As burocracias e exigências para principalmente as pequenas e médias empresas conseguirem financiamento, fazem muitas não terem outra saída a não ser desistirem dos seus negócios ou simplesmente não mais se desenvolverem. O curioso nisso tudo, é que existem várias ofertas de crédito disponíveis, mas quase ninguém sabe disso.

Algumas coisas soam bem contraditórias, como por exemplo, o alto nível de garantias que essas empresas precisam oferecer para ganhar os créditos, ou conseguir corresponder às chamadas dos programas apresentando projetos de grande qualidade.

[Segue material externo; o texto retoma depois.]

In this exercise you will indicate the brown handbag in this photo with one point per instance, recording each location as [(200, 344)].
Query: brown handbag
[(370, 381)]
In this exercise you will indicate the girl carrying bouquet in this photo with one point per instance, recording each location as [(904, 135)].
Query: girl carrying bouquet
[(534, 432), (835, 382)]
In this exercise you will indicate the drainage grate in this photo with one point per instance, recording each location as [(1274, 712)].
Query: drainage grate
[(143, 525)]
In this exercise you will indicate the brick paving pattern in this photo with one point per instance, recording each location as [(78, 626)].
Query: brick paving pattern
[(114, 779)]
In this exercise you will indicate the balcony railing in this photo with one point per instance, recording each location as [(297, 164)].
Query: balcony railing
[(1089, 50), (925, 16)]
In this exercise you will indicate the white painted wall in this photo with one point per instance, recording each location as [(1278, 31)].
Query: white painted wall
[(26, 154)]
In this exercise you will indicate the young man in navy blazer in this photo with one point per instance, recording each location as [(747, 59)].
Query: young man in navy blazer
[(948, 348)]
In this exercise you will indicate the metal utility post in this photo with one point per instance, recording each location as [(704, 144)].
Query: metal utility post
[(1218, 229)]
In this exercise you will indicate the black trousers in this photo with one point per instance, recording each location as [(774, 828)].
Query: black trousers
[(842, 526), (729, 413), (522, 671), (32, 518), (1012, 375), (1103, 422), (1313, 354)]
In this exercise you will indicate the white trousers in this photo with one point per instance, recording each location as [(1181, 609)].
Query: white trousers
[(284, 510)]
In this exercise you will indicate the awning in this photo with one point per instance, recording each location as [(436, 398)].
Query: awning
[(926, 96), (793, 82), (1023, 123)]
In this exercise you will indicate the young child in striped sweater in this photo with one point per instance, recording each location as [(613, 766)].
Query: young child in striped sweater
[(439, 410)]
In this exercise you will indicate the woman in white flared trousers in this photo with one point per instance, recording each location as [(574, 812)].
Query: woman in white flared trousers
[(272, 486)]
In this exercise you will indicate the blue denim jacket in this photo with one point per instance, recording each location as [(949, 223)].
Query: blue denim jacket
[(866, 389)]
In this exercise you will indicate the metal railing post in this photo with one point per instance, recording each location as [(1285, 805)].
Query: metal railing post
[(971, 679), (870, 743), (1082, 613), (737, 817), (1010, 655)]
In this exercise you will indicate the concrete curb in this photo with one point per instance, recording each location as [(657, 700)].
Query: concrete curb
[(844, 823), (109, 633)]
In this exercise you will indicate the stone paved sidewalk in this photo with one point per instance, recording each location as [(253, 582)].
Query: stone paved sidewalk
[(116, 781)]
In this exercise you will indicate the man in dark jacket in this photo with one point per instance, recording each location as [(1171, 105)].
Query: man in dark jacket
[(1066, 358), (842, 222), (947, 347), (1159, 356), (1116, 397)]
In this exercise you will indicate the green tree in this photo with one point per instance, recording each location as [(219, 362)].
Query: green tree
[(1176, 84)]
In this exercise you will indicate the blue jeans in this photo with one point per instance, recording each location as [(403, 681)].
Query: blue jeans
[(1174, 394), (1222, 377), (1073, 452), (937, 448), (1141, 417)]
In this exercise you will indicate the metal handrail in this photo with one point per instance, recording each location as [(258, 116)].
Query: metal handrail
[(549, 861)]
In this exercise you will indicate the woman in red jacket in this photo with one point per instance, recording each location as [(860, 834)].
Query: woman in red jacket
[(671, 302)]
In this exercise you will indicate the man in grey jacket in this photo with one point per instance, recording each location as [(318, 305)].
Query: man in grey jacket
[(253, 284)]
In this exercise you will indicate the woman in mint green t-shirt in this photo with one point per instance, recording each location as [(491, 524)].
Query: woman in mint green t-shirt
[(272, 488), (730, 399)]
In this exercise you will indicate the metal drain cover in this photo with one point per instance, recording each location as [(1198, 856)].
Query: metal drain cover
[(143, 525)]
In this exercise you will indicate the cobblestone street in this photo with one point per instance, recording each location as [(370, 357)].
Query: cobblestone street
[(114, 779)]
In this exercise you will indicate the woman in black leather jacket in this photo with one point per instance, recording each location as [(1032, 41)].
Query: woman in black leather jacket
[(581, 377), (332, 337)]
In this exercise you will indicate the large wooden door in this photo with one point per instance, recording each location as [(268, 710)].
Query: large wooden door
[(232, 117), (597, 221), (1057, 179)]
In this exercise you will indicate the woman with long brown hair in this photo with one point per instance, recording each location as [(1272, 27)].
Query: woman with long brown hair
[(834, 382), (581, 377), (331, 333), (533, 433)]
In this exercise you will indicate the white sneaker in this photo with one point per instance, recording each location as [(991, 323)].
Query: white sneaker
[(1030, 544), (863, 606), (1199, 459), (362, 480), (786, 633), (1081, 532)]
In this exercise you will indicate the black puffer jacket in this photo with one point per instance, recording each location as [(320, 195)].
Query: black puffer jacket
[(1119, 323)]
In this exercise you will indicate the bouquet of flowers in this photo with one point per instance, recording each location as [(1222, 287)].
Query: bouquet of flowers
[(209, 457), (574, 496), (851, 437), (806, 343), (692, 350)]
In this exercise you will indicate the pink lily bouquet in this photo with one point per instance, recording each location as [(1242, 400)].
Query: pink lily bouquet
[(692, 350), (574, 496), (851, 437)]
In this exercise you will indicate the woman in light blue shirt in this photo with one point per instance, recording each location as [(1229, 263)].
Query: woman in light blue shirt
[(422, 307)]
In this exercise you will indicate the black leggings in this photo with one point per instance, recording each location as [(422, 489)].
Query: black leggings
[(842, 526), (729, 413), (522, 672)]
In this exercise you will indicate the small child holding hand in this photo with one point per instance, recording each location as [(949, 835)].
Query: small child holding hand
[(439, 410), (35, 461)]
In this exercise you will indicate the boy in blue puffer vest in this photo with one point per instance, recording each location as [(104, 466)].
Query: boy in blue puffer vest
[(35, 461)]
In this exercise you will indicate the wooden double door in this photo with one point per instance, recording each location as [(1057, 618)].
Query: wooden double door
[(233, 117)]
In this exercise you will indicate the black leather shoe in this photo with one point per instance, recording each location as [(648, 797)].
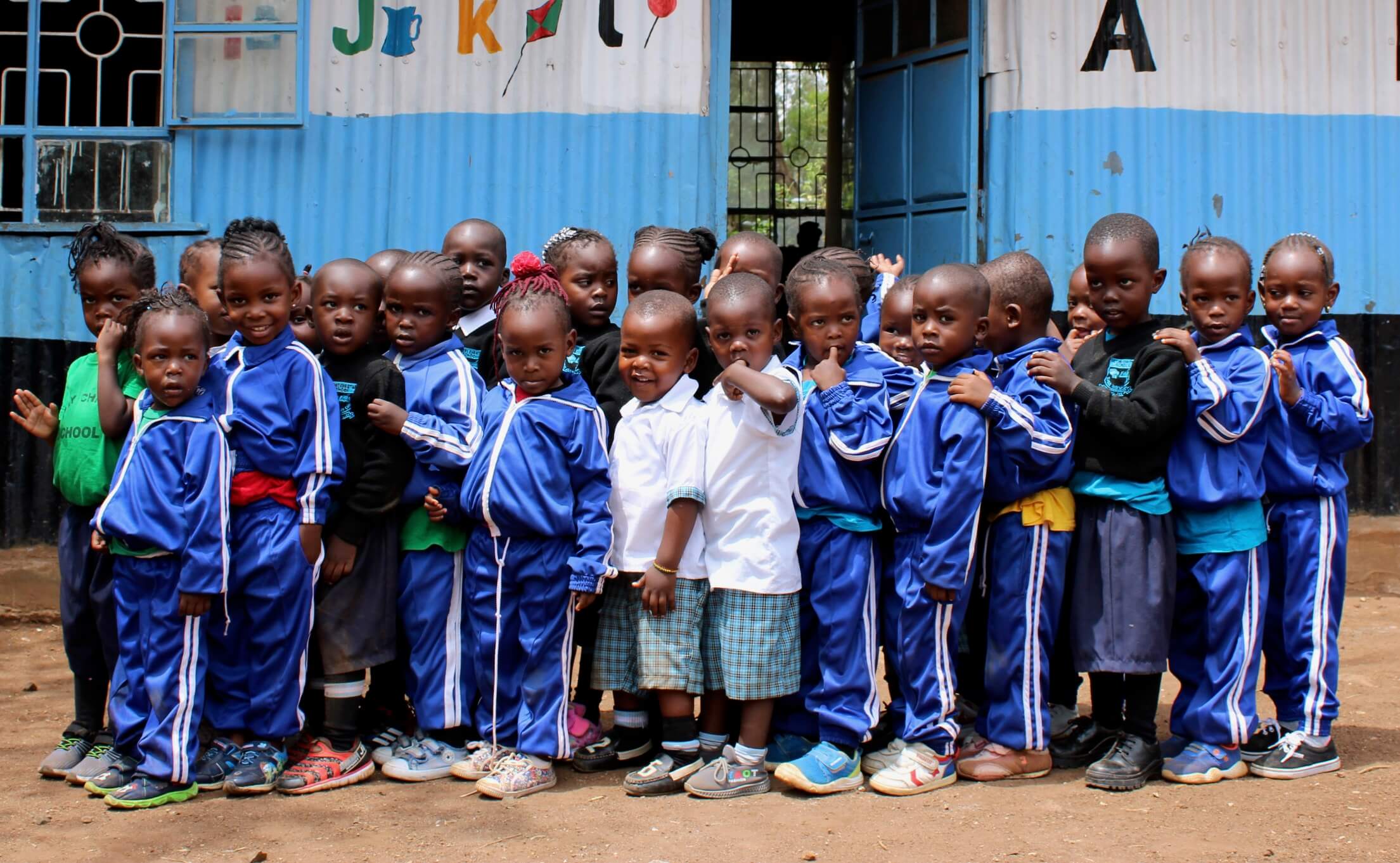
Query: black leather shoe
[(1084, 743), (1127, 767)]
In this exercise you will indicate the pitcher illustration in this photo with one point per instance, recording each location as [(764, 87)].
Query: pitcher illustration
[(404, 31)]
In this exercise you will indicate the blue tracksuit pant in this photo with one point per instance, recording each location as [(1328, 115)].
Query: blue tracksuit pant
[(838, 699), (158, 694), (926, 647), (433, 613), (1025, 586), (523, 617), (258, 660), (1216, 645), (1308, 578)]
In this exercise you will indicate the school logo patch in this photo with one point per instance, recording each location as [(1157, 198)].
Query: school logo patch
[(1117, 379)]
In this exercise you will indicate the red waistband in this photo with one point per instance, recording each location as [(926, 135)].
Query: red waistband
[(251, 486)]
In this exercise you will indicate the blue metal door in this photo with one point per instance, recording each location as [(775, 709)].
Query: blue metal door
[(917, 118)]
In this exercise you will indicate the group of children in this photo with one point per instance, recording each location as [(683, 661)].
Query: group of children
[(366, 516)]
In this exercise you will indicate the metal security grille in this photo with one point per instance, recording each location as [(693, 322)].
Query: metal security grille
[(779, 146)]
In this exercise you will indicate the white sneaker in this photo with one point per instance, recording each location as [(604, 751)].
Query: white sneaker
[(919, 770), (877, 761)]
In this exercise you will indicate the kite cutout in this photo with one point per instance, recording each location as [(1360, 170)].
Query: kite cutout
[(661, 9), (541, 23)]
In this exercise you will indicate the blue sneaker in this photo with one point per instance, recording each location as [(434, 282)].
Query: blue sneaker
[(216, 764), (823, 771), (1203, 764), (786, 747), (259, 768)]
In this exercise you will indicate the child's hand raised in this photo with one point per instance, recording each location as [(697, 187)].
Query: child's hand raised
[(387, 417), (1288, 389), (1179, 339), (970, 389), (883, 265), (34, 417), (110, 342), (1052, 370), (828, 373)]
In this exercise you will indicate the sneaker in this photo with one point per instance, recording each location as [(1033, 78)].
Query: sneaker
[(823, 770), (1060, 719), (216, 764), (877, 761), (517, 775), (259, 768), (324, 768), (1127, 765), (388, 743), (425, 761), (146, 792), (917, 770), (65, 757), (726, 778), (994, 761), (1263, 740), (1084, 743), (785, 748), (121, 774), (480, 760), (1294, 758), (665, 775), (1203, 764)]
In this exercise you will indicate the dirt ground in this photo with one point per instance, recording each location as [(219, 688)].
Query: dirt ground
[(1347, 815)]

Entre as ofertas de crédito disponíveis: Inocacred da Finep; Pipe e Pite, da Fapesp; Desenvolvimento SP; e MPE Inovadora do BNDES, voltada a PMEs da área de tecnologia da informação.

Devido às burocracias, no próprio início do caminho para fundar uma empresa, muitos empreendedores voltam para trás. Outros que se aventuraram possuem muito pouco, ou quase nenhum, conhecimento de apoio e incentivo para prosperarem e se beneficiarem de iniciativas que possuem esse propósito. Não por acaso, programas como o Pesquisar Inovativa em Pequenas Empresas (PIPE) da Fapesp, conseguiu efetivar somente 40% dos R$120 milhões destinados ao fomento de inovações.

A inovação no Brasil está desfragmentada. É o cada um por si, vença quem puder. Não teremos bons resultados se não houver um trabalho conjunto entre todos os agentes envolvidos nesse processo: universidades, centros de pesquisa, bancos, agências de fomento, entidades, empreendedores e o governo. As entidades citadas acima, por exemplo, também precisam trabalhar em conjunto e não esperar que os projetos batam em sua porta. Ações como essas seriam o ponto de partida para uma mudança de cenário – no qual precisamos urgentemente.